Селянин приготовился хохотать, но раздумал.
— Это вы что же — сами придумали?
— По-вашему, я только чужими словами и говорю?
— Не сердитесь. Вы мальчик из интеллигентной семьи. Где вы могли видеть ухват?
— Я мальчик из предместья. Из фабричного села.
— Вот как? Быстро же вас теперь полируют.
— Слушайте, Семен Владимирович, — вдруг сказал Митя, — вы в коммунизм верите?
Селянин посмотрел удивленно: «Что за вопрос?»
— А вот теперь вы не обижайтесь. Ну, скажите — верите?
— Верю, разумеется.
— Почему «разумеется»? А точнее? Как вы себе это представляете?

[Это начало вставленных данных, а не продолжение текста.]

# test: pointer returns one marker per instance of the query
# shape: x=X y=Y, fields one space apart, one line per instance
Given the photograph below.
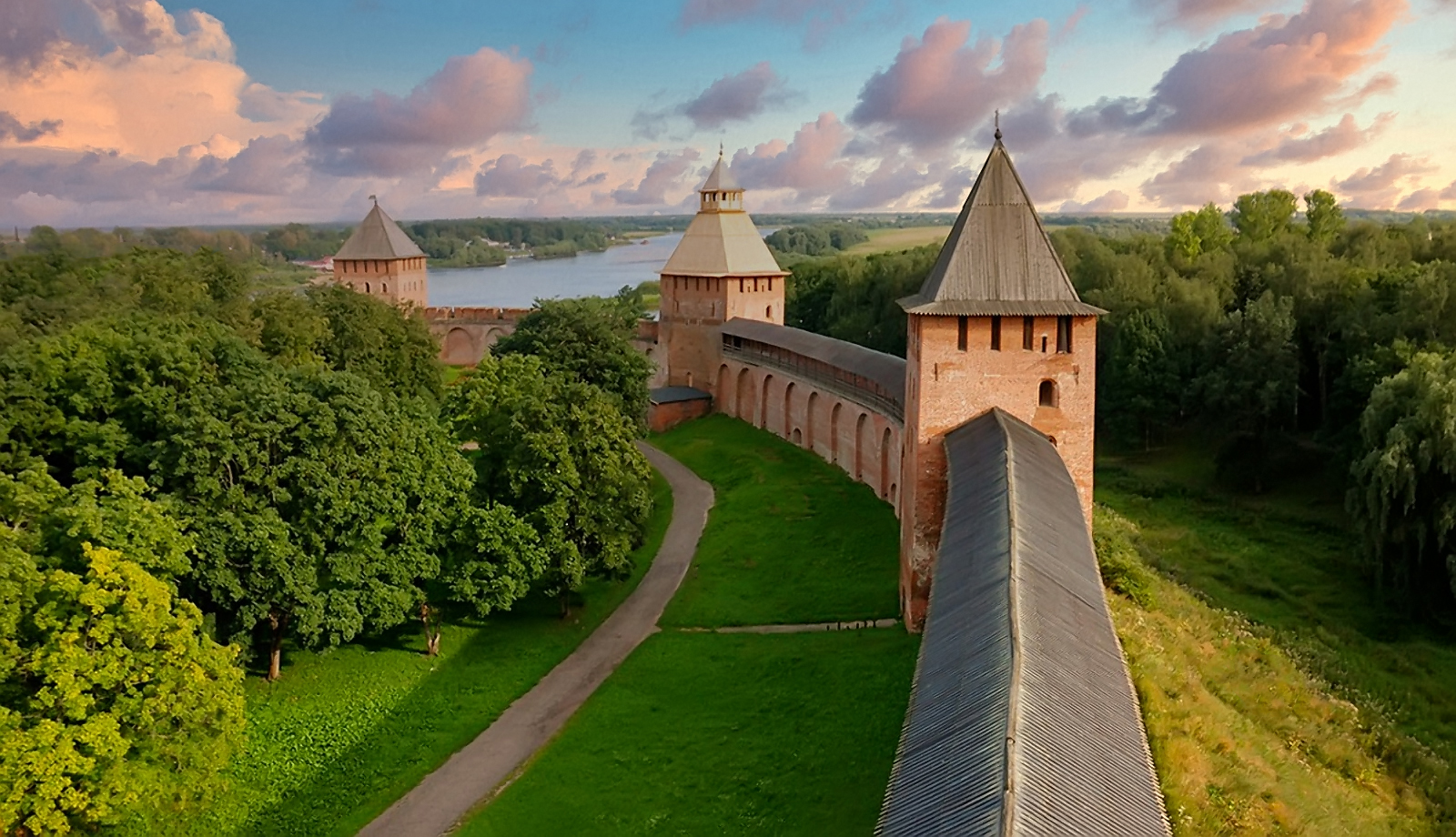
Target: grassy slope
x=717 y=734
x=1245 y=741
x=1289 y=562
x=791 y=538
x=346 y=732
x=899 y=239
x=743 y=734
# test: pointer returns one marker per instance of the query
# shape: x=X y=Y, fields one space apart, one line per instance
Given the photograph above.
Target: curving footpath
x=443 y=798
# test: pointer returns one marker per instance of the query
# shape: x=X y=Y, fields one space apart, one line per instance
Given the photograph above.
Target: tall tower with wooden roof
x=382 y=261
x=995 y=325
x=721 y=269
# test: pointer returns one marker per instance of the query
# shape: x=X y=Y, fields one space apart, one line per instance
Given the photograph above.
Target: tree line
x=196 y=473
x=1292 y=334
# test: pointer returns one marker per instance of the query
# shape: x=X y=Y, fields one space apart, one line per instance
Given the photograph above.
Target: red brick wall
x=946 y=388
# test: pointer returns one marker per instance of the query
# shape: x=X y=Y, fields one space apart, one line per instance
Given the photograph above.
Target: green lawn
x=1290 y=564
x=724 y=734
x=347 y=732
x=791 y=538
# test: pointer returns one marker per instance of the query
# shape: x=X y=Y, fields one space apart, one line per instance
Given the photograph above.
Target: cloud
x=509 y=176
x=12 y=128
x=1339 y=138
x=812 y=164
x=820 y=16
x=1111 y=201
x=667 y=171
x=470 y=99
x=941 y=86
x=733 y=98
x=1380 y=187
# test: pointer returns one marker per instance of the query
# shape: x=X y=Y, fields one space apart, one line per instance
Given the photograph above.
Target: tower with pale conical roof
x=721 y=269
x=995 y=325
x=382 y=261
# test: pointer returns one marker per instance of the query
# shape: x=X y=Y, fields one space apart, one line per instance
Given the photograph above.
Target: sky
x=136 y=113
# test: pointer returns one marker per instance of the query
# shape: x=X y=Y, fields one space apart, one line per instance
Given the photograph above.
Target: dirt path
x=480 y=768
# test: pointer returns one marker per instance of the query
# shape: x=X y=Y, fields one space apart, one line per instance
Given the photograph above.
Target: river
x=521 y=281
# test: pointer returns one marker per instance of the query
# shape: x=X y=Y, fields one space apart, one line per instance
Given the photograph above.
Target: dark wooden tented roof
x=885 y=370
x=1023 y=718
x=997 y=258
x=379 y=237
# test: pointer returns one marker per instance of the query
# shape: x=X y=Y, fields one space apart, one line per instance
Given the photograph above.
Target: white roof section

— Так же, как Карл Маркс и Фридрих Энгельс. Каждому по потребностям.
— Короче говоря, много харчей и шмуток. А люди? Останутся такими, как были?

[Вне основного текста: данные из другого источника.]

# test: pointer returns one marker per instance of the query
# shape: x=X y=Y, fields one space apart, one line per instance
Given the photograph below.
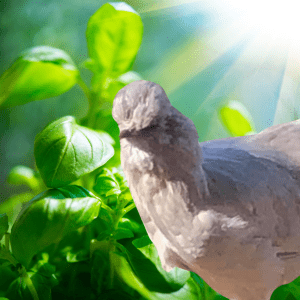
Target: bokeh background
x=199 y=52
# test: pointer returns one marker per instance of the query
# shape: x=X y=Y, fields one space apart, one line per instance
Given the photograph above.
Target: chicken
x=228 y=209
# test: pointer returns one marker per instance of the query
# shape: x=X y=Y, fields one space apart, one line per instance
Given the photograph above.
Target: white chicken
x=228 y=209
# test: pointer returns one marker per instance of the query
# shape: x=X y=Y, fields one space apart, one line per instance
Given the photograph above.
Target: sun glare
x=277 y=19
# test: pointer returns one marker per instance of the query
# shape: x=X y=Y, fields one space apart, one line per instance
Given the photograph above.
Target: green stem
x=29 y=283
x=112 y=271
x=128 y=209
x=84 y=87
x=7 y=241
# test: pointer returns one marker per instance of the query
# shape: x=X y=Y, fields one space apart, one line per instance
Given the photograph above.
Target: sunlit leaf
x=114 y=35
x=64 y=151
x=236 y=119
x=39 y=73
x=3 y=225
x=48 y=217
x=23 y=175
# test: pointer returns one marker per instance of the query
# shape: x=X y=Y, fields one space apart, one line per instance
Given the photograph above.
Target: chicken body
x=228 y=209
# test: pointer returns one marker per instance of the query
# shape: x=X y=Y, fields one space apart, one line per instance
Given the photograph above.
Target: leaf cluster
x=76 y=234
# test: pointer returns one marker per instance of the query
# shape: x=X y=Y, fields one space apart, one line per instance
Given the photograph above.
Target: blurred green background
x=189 y=47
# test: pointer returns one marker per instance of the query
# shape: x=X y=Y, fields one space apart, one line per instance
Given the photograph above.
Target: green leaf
x=99 y=270
x=106 y=182
x=114 y=35
x=236 y=119
x=175 y=279
x=123 y=233
x=23 y=175
x=13 y=205
x=112 y=86
x=18 y=289
x=3 y=225
x=287 y=291
x=133 y=226
x=64 y=151
x=48 y=217
x=39 y=73
x=206 y=291
x=144 y=241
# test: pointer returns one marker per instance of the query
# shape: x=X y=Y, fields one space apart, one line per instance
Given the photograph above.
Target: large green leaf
x=64 y=151
x=173 y=280
x=114 y=35
x=23 y=175
x=3 y=225
x=236 y=119
x=39 y=73
x=48 y=217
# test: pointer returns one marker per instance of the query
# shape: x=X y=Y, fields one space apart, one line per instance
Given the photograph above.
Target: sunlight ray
x=251 y=61
x=183 y=63
x=288 y=103
x=151 y=6
x=247 y=70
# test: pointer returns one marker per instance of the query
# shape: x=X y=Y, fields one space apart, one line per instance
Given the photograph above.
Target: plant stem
x=29 y=283
x=128 y=209
x=7 y=241
x=84 y=87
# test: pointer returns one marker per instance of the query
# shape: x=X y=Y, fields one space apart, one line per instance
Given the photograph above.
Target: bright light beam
x=276 y=18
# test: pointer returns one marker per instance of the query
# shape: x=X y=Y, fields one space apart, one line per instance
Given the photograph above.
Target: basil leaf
x=23 y=175
x=48 y=217
x=64 y=151
x=3 y=225
x=236 y=119
x=114 y=35
x=39 y=73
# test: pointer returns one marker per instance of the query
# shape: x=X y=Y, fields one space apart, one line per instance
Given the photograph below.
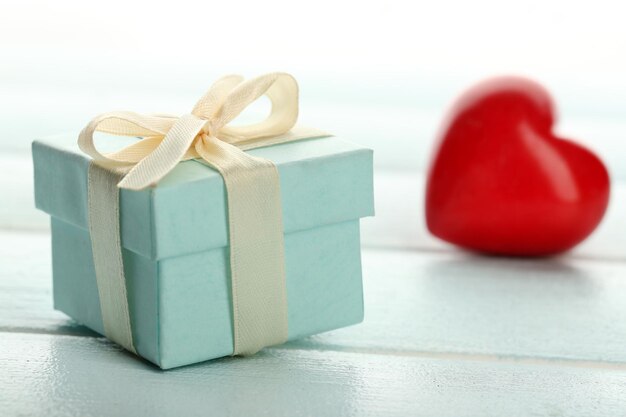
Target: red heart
x=502 y=182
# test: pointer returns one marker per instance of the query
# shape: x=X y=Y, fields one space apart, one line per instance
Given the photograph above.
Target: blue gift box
x=175 y=245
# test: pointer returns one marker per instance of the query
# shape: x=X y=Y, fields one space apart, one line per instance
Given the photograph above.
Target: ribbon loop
x=256 y=245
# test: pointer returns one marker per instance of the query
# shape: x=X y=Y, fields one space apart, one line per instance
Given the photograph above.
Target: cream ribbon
x=259 y=301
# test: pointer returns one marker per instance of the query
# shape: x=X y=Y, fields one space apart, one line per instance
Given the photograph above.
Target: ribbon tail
x=104 y=230
x=257 y=259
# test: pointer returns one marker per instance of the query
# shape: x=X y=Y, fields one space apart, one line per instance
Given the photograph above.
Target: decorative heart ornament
x=502 y=182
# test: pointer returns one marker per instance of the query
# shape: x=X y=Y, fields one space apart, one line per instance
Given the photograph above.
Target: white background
x=377 y=73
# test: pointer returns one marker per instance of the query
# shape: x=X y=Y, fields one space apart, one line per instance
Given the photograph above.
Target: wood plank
x=64 y=375
x=450 y=302
x=561 y=308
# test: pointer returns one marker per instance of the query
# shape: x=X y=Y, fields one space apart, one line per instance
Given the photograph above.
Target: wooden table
x=446 y=333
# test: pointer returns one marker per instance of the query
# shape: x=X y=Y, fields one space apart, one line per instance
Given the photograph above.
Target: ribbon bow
x=259 y=299
x=202 y=134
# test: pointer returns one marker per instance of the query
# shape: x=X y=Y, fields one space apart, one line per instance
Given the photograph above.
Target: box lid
x=323 y=181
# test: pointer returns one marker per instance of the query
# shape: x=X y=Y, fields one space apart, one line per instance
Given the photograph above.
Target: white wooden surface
x=446 y=333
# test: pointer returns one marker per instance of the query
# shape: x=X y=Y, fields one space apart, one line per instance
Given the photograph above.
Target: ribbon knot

— Нет, зачем же. Люди тоже изменятся. Сытому человеку незачем красть и убивать. Наступит золотой век, до которого вы, может быть, и доживете, а я нет.
— Ну, а если в этом золотом веке начнутся перебои с харчами — что же, люди опять вцепятся друг дружке в глотки?
— Откуда взяться перебоям?
— Почем я знаю? Налетят марсиане или комета отклонит земную ось. Так как, по-вашему, вцепятся?
Селянин опять внимательно посмотрел на Митю и усмехнулся.
— Скажите, лейтенант, — спросил он вместо ответа, — на заре туманной юности, в те идиллические времена, когда вы еще носили пионерский галстук, вам никогда не хотелось быть султаном? Представьте себе на минуту: вы — фараон Тутанхамон или граф Монте-Кристо, десятки слуг угадывают ваши желания, хоровод гурий ублажает вас плясками, ну и все прочее в ассортименте… Неужели никогда?
Митя задумался.
— Фараоном — определенно нет. Графом Монте-Кристо — хотел. Султаном — не помню, а впрочем, боюсь соврать, кажется, тоже хотел. А что?
— А не приходит ли вам в голову, что мечты-то ваши с душком, ибо при коммунизме султанские замашки надо бросать и переходить на самообслуживание? И что гуриям не будет никакого расчета изгиляться для вашего личного самоуслаждения и придется вам, как и всем гражданам, глядеть на них откуда-нибудь из тридцатого ряда?
— Переживу, — сказал Митя. — Гурии для меня вопрос не первоочередной.
— А для меня — первостепенный. Не скрою от вас — люблю женщин и скучаю, когда их нет. Мне на жизнь одной женщины мало.